1. An apparatus for lubricating and injecting downhole equipment into a wellbore comprising:

a spool for enclosing the downhole equipment;

a blowout preventer positioned below the spool;

a pressure isolation window positioned above the spool, wherein the pressure isolation window comprises a lower packing gland and an upper packing gland; and

a hydraulic cylinder positioned above the pressure isolation window, wherein the hydraulic cylinder comprises a rod connected to the downhole equipment.

2. The apparatus of claim 1, wherein the blowout preventer comprises internal rams.

3. The apparatus of claim 1, wherein the spool comprises a plurality of spool segments.

4. The apparatus of claim 1, wherein the pressure isolation window further comprises a base connected to the lower packing gland, a top connected to the upper packing gland, and a support.

5. The apparatus of claim 1, wherein the lower packing gland and the upper packing gland each comprises a packing gland body, a packing gland nut that engages the packing gland body, V-packing, and a packing gland pusher.

6. The apparatus of claim 1, wherein the lower packing gland further comprises a ring seal.

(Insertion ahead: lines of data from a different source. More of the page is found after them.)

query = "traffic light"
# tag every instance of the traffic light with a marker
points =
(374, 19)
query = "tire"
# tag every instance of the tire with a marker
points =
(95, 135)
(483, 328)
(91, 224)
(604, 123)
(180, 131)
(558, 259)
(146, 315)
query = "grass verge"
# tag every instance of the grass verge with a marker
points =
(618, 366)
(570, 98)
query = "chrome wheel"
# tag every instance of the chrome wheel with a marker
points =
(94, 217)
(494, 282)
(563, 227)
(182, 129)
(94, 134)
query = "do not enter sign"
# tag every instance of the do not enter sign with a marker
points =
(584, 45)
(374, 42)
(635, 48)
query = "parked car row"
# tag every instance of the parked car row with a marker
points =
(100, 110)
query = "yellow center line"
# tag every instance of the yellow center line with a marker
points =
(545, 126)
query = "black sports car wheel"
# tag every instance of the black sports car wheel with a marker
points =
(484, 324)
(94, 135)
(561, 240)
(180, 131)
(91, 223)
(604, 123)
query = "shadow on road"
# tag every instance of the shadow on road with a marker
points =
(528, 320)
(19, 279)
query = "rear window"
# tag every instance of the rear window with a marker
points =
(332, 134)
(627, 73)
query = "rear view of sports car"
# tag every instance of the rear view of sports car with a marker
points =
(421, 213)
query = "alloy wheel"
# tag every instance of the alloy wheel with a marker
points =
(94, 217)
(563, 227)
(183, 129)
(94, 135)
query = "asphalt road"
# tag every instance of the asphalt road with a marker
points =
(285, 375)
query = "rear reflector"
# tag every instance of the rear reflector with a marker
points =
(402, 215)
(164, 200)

7. The apparatus of claim 1, wherein the rod is connected to the downhole equipment via a connector sub.

8. The apparatus of claim 1, wherein the rod comprises modular rod segments.

9. A method for lubricating and injecting downhole equipment into a wellbore comprising the steps of:

positioning a blowout preventer above a wellhead;

positioning a spool above the blowout preventer;

assembling the downhole equipment in the spool;

positioning a pressure isolation window above the spool, wherein the pressure isolation window comprises a lower packing gland and an upper packing gland;

positioning a hydraulic cylinder above the pressure isolation window, wherein the hydraulic cylinder comprises a rod connected to the downhole equipment.

10. The method in accordance with claim 9, wherein the blowout preventer is connected to the lower end of the spool.

11. The method in accordance with claim 9, wherein the blowout preventer comprises internal rams.

12. The method in accordance with claim 9, wherein the pressure isolation window is attached to the upper end of the spool.

13. The method of claim 12, wherein the spool comprises a plurality of spool segments that are subsequently attached in order to enclose the downhole equipment as it is being assembled.

14. The method in accordance with claim 9, wherein the spool comprises a plurality of spool segments.

15. The method in accordance with claim 9, wherein the pressure isolation connector further comprises a base connected to the lower packing gland, a top connected to the upper packing gland, and a support.

16. The method in accordance with claim 9, wherein the lower packing gland and upper packing gland each comprise a packing gland body, a packing gland nut that engages the packing gland body, V-packing, and a packing gland pusher.

17. The method in accordance with claim 9 wherein the lower packing gland further comprises a ring seal.

18. The method in accordance with claim 9 wherein the rod is connected to the downhole equipment via a connector sub.

19. The method in accordance with claim 9, wherein the rod comprises modular rod segments.